If the bicoastal Affleck, who has an apartment off Sunset Boulevard and a loft in Manhattan, already seems ubiquitous, however, true omnipresence is just around the corner. In addition to his roles in DreamWorks’ “Forces of Nature” and in Thornton and Frankenheimer’s two films for Miramax, he’s part of the huge ensemble cast of “200 Cigarettes,” Paramount Pictures’ New Year’s Eve-themed ’80s comedy that opened last month. Affleck also plays a renegade angel in Smith’s much-anticipated and controversial “Dogma,” due in theaters this fall (the actor’s seventh Miramax film in three years). He has a small role (three monologues) in first-time writer-director Ben Younger’s Wall Street drama “The Boiler Room” for New Line Cinema, and he has just announced plans to independently produce (with Damon) a $ 2-million comedy-romance called “The Third Wheel.” Oh, yeah: They’re both in it.
“We’re paying for it basically by me and Matt each taking a cameo, which means that a foreign sales company can justify giving us $ 2 million,” he said, leaning back in his chair with a Camel Light in one big hand, a diet Pepsi in the other.
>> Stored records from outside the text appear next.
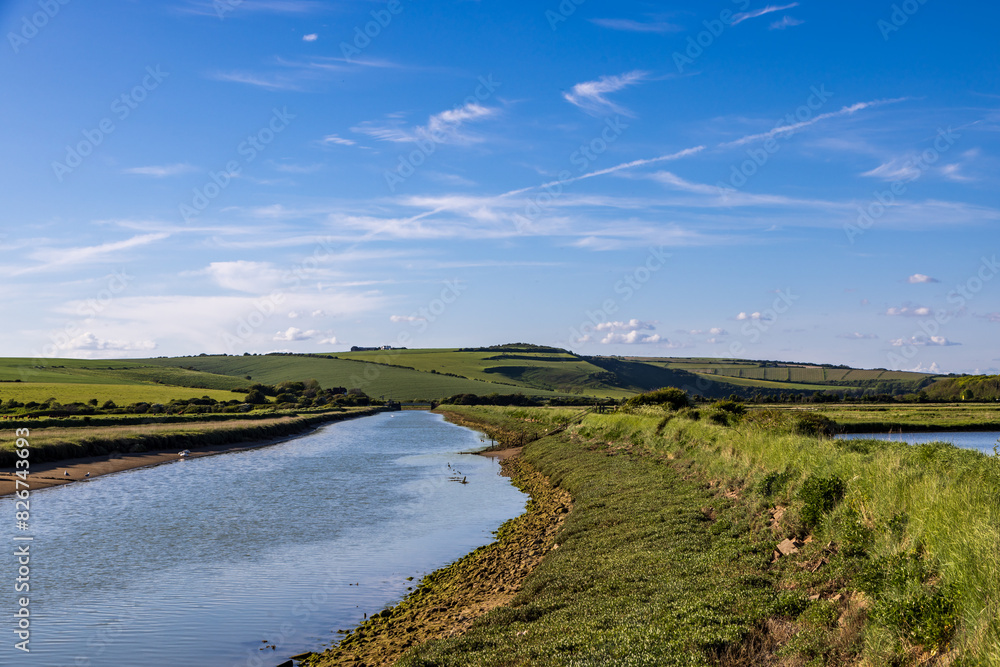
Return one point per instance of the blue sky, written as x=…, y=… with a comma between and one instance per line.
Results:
x=800, y=181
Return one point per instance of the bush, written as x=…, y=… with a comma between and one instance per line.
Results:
x=811, y=423
x=820, y=495
x=671, y=397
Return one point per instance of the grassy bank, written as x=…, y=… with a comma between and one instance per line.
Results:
x=869, y=418
x=669, y=556
x=58, y=444
x=446, y=602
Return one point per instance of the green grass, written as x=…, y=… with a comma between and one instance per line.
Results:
x=374, y=379
x=643, y=577
x=121, y=394
x=877, y=418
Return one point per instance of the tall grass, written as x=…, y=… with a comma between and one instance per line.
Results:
x=935, y=499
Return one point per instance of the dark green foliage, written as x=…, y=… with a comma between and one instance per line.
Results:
x=812, y=423
x=670, y=397
x=773, y=482
x=910, y=599
x=820, y=495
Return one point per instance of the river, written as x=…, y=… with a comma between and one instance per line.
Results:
x=209, y=561
x=983, y=441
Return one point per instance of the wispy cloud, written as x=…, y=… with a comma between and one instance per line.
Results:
x=938, y=341
x=294, y=334
x=334, y=140
x=785, y=22
x=746, y=16
x=909, y=311
x=918, y=278
x=591, y=95
x=441, y=128
x=268, y=82
x=160, y=171
x=59, y=259
x=795, y=127
x=206, y=8
x=629, y=25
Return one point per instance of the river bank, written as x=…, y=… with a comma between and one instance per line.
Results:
x=447, y=602
x=160, y=445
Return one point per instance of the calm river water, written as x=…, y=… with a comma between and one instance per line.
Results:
x=205, y=562
x=981, y=440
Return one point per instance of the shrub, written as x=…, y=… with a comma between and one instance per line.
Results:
x=820, y=495
x=671, y=397
x=811, y=423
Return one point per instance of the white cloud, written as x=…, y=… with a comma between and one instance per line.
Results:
x=629, y=25
x=630, y=338
x=334, y=140
x=909, y=311
x=745, y=16
x=920, y=368
x=244, y=276
x=921, y=340
x=902, y=169
x=918, y=278
x=785, y=22
x=60, y=259
x=625, y=326
x=160, y=171
x=294, y=334
x=441, y=128
x=590, y=95
x=90, y=342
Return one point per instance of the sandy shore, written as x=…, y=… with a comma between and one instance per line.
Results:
x=447, y=601
x=44, y=475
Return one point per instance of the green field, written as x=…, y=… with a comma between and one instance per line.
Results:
x=666, y=557
x=120, y=394
x=374, y=379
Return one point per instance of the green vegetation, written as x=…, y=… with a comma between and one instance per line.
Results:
x=855, y=418
x=667, y=559
x=59, y=443
x=120, y=394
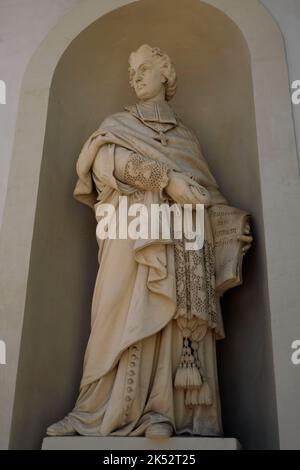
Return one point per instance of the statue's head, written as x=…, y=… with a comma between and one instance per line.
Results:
x=152, y=74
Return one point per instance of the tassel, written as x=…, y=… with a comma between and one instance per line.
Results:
x=191, y=397
x=193, y=378
x=205, y=395
x=187, y=378
x=180, y=377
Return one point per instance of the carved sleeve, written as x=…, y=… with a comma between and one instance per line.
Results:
x=141, y=172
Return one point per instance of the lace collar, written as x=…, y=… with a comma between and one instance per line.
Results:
x=160, y=113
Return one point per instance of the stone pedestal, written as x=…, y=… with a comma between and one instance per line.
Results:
x=139, y=443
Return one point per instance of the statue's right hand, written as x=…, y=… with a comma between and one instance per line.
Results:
x=184, y=190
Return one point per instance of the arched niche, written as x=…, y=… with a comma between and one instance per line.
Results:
x=76, y=78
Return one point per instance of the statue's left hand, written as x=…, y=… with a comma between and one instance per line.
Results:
x=246, y=238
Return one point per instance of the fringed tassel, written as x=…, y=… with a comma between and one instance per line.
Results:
x=199, y=397
x=187, y=378
x=191, y=397
x=205, y=395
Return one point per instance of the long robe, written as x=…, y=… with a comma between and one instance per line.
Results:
x=135, y=345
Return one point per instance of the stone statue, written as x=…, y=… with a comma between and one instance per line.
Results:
x=150, y=363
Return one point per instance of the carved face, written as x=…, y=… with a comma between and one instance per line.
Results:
x=147, y=79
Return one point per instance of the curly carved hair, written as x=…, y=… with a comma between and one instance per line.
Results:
x=166, y=67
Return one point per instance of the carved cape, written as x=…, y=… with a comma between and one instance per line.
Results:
x=146, y=283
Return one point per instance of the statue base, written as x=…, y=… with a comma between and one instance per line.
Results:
x=139, y=443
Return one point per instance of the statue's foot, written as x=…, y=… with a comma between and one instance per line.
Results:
x=61, y=428
x=159, y=431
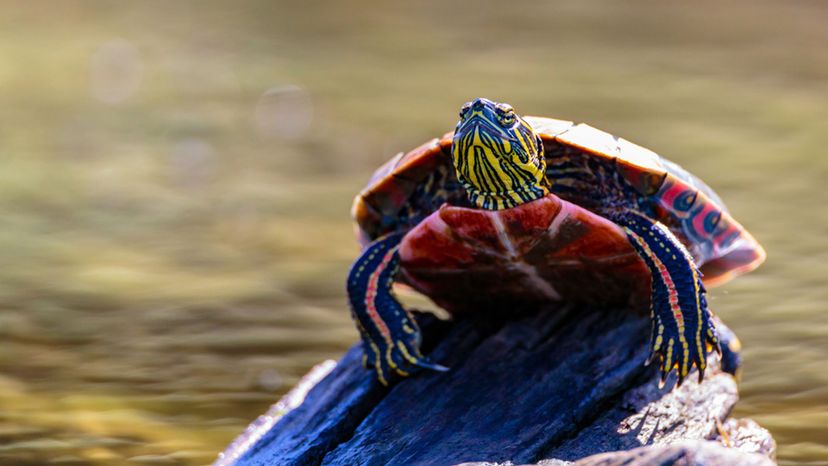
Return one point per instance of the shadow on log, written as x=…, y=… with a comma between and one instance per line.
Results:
x=548, y=388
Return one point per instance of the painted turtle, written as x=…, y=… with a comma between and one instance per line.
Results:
x=508, y=212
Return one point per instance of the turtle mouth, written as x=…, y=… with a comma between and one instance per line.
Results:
x=480, y=124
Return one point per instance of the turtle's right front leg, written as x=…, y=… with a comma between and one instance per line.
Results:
x=390, y=336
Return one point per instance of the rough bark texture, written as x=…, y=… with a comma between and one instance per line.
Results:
x=553, y=387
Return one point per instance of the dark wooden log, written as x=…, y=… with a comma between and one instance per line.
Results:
x=563, y=384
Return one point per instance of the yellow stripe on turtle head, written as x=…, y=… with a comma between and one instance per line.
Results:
x=497, y=156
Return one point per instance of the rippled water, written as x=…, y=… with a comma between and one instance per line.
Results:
x=177, y=178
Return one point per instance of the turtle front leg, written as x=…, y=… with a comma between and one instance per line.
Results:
x=682, y=324
x=390, y=336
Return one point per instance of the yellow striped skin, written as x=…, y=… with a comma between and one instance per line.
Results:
x=497, y=156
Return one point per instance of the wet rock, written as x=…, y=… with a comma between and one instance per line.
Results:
x=554, y=387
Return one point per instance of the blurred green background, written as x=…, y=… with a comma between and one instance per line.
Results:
x=177, y=176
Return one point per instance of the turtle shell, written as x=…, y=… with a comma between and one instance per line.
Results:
x=588, y=169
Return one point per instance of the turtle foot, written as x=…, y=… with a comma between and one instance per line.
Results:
x=731, y=349
x=682, y=351
x=397, y=359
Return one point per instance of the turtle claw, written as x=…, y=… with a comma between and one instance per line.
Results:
x=681, y=354
x=431, y=366
x=397, y=359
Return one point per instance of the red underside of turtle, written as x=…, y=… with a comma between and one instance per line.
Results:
x=470, y=260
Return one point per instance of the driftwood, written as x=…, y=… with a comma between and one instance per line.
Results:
x=553, y=387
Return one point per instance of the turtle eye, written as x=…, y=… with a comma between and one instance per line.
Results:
x=505, y=114
x=465, y=109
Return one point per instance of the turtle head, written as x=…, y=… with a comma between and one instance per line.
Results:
x=497, y=156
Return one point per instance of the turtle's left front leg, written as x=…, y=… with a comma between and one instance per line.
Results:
x=390, y=336
x=682, y=324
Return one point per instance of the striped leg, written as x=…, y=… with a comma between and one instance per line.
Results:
x=682, y=324
x=390, y=336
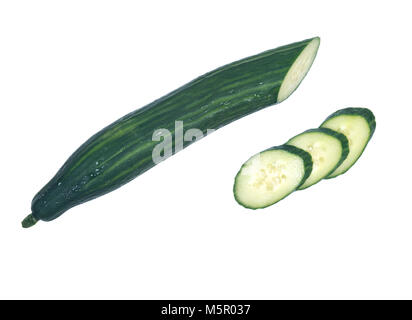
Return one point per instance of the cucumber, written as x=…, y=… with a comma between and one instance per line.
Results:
x=123, y=150
x=271, y=175
x=358, y=125
x=328, y=149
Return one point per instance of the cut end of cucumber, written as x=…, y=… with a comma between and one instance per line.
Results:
x=298, y=70
x=268, y=177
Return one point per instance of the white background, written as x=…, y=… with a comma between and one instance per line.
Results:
x=68, y=68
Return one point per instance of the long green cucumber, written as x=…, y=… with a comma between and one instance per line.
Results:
x=123, y=150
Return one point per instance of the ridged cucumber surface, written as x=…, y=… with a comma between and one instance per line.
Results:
x=123, y=150
x=328, y=149
x=271, y=175
x=358, y=125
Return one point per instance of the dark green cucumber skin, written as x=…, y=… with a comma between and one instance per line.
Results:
x=307, y=164
x=367, y=115
x=123, y=150
x=340, y=136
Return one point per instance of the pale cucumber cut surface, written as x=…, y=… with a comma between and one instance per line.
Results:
x=298, y=70
x=358, y=125
x=328, y=149
x=271, y=175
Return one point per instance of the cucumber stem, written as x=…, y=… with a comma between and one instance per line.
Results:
x=29, y=221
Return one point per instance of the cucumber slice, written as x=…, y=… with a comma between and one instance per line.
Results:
x=328, y=149
x=358, y=125
x=271, y=175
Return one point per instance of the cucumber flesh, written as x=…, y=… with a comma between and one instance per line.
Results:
x=328, y=149
x=271, y=175
x=358, y=125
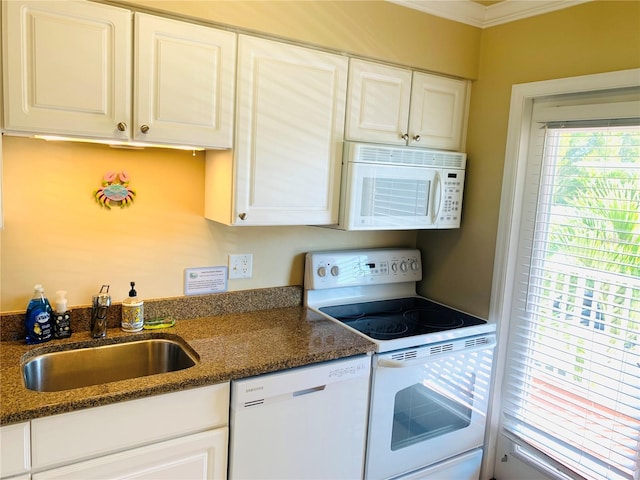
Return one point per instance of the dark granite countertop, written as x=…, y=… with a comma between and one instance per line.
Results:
x=229, y=346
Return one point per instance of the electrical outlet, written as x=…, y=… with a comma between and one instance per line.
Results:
x=241, y=265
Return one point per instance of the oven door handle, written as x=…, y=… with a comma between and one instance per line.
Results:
x=389, y=363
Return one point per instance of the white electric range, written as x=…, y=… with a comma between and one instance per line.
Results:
x=432, y=370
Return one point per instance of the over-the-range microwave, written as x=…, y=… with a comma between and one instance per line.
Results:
x=400, y=188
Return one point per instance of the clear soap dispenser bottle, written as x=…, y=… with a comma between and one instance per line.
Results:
x=132, y=312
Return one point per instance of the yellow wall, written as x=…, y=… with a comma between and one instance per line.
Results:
x=56, y=234
x=594, y=37
x=370, y=28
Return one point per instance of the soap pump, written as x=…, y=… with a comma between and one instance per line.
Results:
x=61, y=316
x=132, y=311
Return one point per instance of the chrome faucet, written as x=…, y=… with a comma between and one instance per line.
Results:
x=101, y=302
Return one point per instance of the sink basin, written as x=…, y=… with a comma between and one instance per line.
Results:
x=83, y=367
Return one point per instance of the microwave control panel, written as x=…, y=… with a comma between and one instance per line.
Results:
x=346, y=268
x=451, y=200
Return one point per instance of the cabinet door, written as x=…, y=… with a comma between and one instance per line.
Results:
x=67, y=68
x=377, y=103
x=184, y=83
x=289, y=134
x=15, y=454
x=438, y=115
x=199, y=456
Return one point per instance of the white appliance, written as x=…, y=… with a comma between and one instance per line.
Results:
x=400, y=188
x=308, y=422
x=431, y=375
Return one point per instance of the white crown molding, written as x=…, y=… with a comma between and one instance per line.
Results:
x=472, y=13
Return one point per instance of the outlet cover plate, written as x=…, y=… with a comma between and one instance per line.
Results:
x=241, y=265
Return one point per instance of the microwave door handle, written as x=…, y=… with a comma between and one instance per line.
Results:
x=436, y=196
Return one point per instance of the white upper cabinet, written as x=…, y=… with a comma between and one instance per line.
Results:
x=393, y=105
x=184, y=83
x=378, y=103
x=439, y=108
x=67, y=68
x=287, y=157
x=68, y=71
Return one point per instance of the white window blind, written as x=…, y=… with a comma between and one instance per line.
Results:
x=572, y=385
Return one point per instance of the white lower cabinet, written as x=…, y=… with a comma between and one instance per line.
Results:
x=180, y=435
x=15, y=455
x=198, y=456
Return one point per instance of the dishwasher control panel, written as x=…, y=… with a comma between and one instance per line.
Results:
x=350, y=268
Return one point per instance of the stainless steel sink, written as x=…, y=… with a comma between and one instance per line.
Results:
x=83, y=367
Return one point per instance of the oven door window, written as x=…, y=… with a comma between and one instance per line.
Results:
x=421, y=413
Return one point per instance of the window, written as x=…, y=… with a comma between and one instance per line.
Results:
x=572, y=384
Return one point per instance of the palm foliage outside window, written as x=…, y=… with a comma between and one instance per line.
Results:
x=574, y=371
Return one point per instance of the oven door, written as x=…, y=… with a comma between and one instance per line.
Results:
x=428, y=404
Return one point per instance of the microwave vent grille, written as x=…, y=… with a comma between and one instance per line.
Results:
x=411, y=157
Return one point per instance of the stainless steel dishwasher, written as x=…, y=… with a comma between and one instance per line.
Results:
x=304, y=423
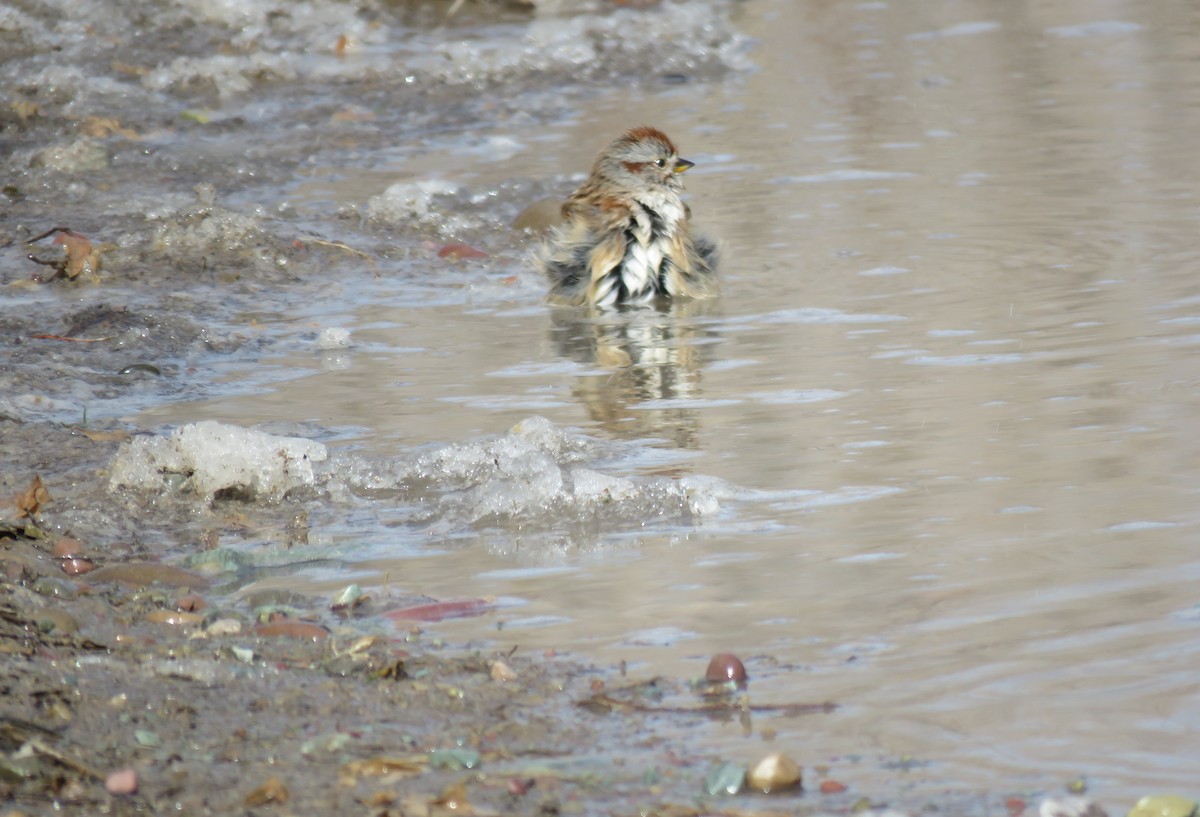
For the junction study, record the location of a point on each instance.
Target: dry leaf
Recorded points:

Asked to describe the guiding principle behind his career, he demurred at first (“You get yourself all tied up trying to develop a Machiavellian overview. You’re fooling yourself if you think you can strategize in that way”). Then, out of his mouth came the Affleck motto: Make yourself happy.
“One of the things that Gwyneth taught me is to maintain a level of work where interesting people that you like want to work with you. And you do that by doing things you think are interesting, not by playing into some expectation,” he said, making one of several fond references to his former leading lady, whom he still describes as “dynamite.” “Rather than expect to do well by luck, to hope fortune smiles on me, my philosophy is you’ve got to satisfy yourself. . . . Maybe I have something to prove, but I want to keep surprising people. I like the fact that people say, ‘Look, even Ben Affleck was in “Shakespeare in Love.” And he wasn’t that bad!’
Affleck’s modesty appears startlingly genuine, much like the rest of him. Who can forget how effusive he and Damon were when they won their Oscars last year? (“There’s no way we’re going to do this in less than 20 seconds!” Affleck yelped during their acceptance speech.) Even more touching, remember who they took as their dates that night: their mothers.
“Ben has always had an incredible charisma. People are just getting introduced to it through film,” said Damon, Affleck’s best buddy for 18 years, from the San Antonio, Texas, set of “All the Pretty Horses,” Thornton’s adaptation of Cormac McCarthy’s novel. “It’s hard to think of your best friend as a movie star, but the fact that he is stems from the extent to which parts of the real him come through. He is somebody that everybody wants to be around.”